Vaccinations save generations

Vaccines become necessity to combat contagious disease


Marion Krowczyk

Art by Marion Krowczyk

Vaccines are common in our world today. They both protect us from disease and prevent future diseases from infecting us. Young children receive many vaccines to protect them from the flu, measles, and other illnesses. Vaccines have been developed for many years to prevent such diseases; however, debate has been circulating as to whether vaccines are beneficial. So, are vaccines beneficial, and are they worth it?

Yes, vaccines are beneficial because they protect all people. Polio and the measles can cause brain damage and paralysis, two experiences no one should experience. Other diseases, like influenza, mutate and have new strains every year. The flu causes millions of deaths and infections a year and vaccines have the power to make change In a society so bent for vaccines, most of the population does not even question their effectiveness.

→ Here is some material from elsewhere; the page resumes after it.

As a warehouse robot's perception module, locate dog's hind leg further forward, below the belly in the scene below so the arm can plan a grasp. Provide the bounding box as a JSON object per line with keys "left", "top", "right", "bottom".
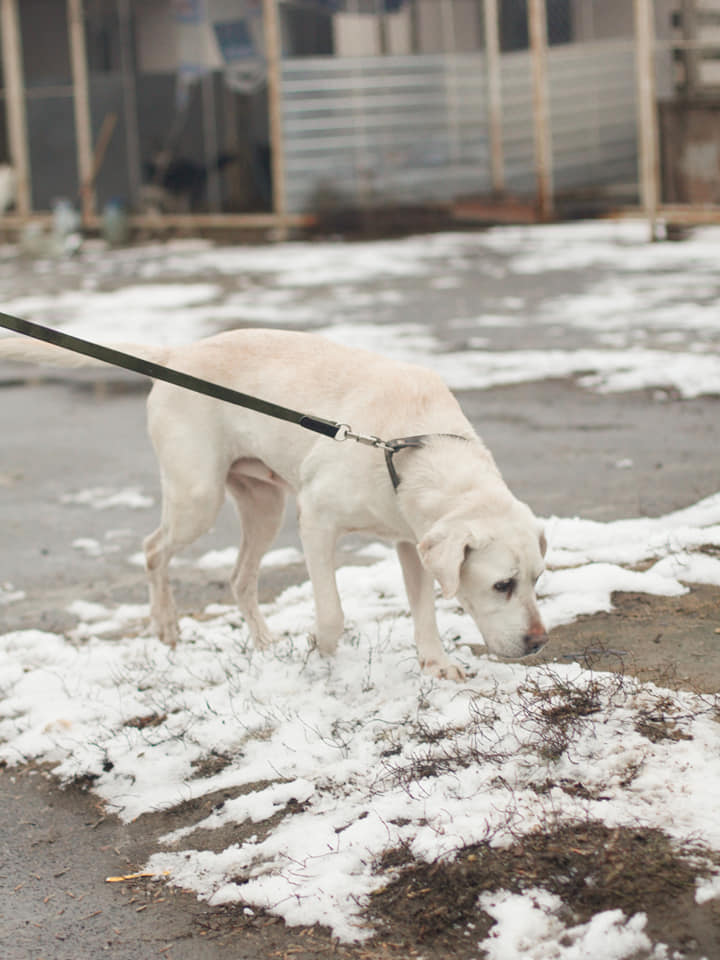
{"left": 227, "top": 461, "right": 286, "bottom": 649}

However, a new movement has recently started with parents refusing to vaccinate their children. They fear injecting diseases into their children could induce side effects and hurt their child. Although their reasons are perceptible, they are not valid enough. Preventing vaccination is not beneficial to children’s health. Many diseases have no cure except through being prevented by vaccines. Further, unvaccinated children pose a health risk to other children and human beings, whether vaccinated or unvaccinated. Most of all, vaccines save lives. I know that some organizations require tetanus vaccines to prevent the spread the disease tetanus, which can be deadly to the human body. The flu vaccine prevents many deaths a year from the influenza disease. The polio vaccine reduced the polio virus from being a widespread disease to being only a minor one with hundreds of less cases.

Vaccines are necessary for the survival of human beings from epidemics that can hurt the human race. Vaccines are only meant to help against a disease from being as widespread as something like the bubonic plague. Although some may debate that vaccines are detrimental to human health or that vaccines contain unknown substances that may eventually hurt us, one cannot deny the benefits to vaccines.